Entre os dias 29 e 30 de maio de 2019, aconteceu na Câmara de Vereadores da cidade de Ouriçangas, no estado da Bahia, à abertura do Projeto Quintal Produtivo e Sistemas de Composteiras Orgânicas com o Grupo de Arte-Educação, esporte e Cultura (GAEC). Contou com a participação de 12 jovens, e mais Gildo José e eu (Tatiane Faustino) que fazemos parte da Comissão de Jovens Multiplicadores/as da Agroecologia de Pernambuco. Durante a palestra aconteceu debates e práticas sobre agroecologia, convivência com o semiárido, Políticas Públicas de Juventude do Campo, economia solidária, desenvolvimento sustentável e alternativas de trabalho para a Juventude Rural. A metodologia utilizada foi organizada em forma de provocações para fomentar os debates e práticas, para que houvesse o máximo de participação dos jovens presentes. De forma didática e interativa em campo foram construídas 12 tecnologias: Composteira de campo, composteira de balde, canteiro econômico, filtro biológico, pluviômetro, horta vertical, defensivos naturais, galinheiro móvel, ninho em baldes, gotejamento para frutíferas a partir de garrafas pet, bebedouros para aves, e hidropônia com o milho para alimentação de aves, com ampla abordagem sobre o conceito do Semiárido e agroecologia voltado para o panorama regional e local. 

Foto: CJMA

“As experiências desenvolvidas provam que a partir das tecnologias sociais é possível formular bases estruturais do desenvolvimento rural, gerar segurança alimentar e renda no Semiárido. Elas revelam a possibilidade de estabelecer novas relações com nossas propriedades e com a convivência com Semiárido”. Afirmou Gildo José, que facilitou as atividades juntamente comigo.

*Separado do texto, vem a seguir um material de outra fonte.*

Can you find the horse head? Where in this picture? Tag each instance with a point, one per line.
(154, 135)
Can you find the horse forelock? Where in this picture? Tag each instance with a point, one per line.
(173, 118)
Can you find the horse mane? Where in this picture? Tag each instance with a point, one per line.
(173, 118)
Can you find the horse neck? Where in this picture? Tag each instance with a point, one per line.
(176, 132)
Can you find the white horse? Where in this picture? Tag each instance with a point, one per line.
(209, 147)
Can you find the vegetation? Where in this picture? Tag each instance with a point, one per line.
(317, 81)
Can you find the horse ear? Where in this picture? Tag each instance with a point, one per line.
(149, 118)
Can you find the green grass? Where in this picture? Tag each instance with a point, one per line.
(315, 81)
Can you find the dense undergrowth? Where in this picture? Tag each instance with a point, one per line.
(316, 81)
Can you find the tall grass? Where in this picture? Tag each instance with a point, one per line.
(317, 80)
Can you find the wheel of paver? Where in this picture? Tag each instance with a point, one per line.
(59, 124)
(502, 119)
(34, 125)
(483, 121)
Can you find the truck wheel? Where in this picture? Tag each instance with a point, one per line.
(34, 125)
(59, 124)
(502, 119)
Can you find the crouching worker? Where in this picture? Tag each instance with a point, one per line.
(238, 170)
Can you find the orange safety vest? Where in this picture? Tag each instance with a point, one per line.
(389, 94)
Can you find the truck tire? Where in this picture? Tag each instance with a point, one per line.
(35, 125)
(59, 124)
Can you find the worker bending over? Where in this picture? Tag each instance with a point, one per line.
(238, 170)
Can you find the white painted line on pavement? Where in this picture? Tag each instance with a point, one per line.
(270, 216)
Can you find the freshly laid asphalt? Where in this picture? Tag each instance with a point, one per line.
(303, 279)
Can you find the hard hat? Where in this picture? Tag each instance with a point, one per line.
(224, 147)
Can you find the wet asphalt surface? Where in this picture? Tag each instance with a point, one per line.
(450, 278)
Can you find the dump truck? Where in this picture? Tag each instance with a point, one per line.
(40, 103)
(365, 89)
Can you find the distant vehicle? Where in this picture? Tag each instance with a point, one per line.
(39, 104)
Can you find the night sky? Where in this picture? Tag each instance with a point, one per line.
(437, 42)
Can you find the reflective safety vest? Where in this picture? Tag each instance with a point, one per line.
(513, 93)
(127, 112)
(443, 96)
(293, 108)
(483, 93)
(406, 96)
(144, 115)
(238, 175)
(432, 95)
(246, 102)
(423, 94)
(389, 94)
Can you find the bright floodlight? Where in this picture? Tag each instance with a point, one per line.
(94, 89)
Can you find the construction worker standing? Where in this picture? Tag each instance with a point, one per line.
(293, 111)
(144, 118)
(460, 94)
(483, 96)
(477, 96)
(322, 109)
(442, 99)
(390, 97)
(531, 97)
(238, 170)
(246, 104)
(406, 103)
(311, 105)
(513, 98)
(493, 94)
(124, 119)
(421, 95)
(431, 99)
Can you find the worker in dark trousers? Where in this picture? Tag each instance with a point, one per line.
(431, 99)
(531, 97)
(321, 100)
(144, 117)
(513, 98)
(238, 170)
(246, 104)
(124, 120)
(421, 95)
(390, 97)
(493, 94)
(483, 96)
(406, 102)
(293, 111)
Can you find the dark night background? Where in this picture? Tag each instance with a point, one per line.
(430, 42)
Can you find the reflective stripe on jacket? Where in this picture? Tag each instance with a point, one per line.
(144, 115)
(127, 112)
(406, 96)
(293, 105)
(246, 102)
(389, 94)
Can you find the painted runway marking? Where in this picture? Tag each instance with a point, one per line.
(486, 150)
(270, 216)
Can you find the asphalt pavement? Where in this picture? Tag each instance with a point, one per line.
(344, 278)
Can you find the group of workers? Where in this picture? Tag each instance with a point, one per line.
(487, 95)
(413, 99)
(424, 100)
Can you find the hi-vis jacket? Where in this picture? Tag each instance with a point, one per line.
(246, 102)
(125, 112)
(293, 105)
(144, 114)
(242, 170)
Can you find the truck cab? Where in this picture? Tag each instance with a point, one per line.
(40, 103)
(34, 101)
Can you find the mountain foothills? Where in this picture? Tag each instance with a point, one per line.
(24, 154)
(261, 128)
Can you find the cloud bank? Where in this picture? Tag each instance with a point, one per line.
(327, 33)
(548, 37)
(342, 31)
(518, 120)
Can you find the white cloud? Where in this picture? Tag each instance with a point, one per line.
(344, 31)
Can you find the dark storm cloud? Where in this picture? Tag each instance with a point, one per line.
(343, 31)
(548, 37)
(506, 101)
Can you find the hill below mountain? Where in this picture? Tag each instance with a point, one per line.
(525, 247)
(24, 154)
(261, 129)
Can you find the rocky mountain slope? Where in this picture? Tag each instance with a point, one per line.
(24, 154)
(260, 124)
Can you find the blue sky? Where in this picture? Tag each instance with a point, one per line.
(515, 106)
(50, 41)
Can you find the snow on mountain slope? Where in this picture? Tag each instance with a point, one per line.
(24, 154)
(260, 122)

Para mim, o debate, as práticas e socialização das experiências e dos saberes entre os/as jovens apresentou os desafios para os/as Jovens do Semiárido e construiu estratégias de resistência a partir das vivências cotidianas em nossos territórios. O sentimento maior desses dias é que nós, a Juventude Rural, afirmamos e desejamos continuar no campo queremos nossos territórios livres dos agrotóxicos e do agronegócio. Queremos permanecer no campo, produzindo alimento saudável com práticas agroecológicas, protegendo assim nossa casa comum e que mais do que nunca é necessário avançar nas práticas agroecológicas e na organização das juventudes dos campos”.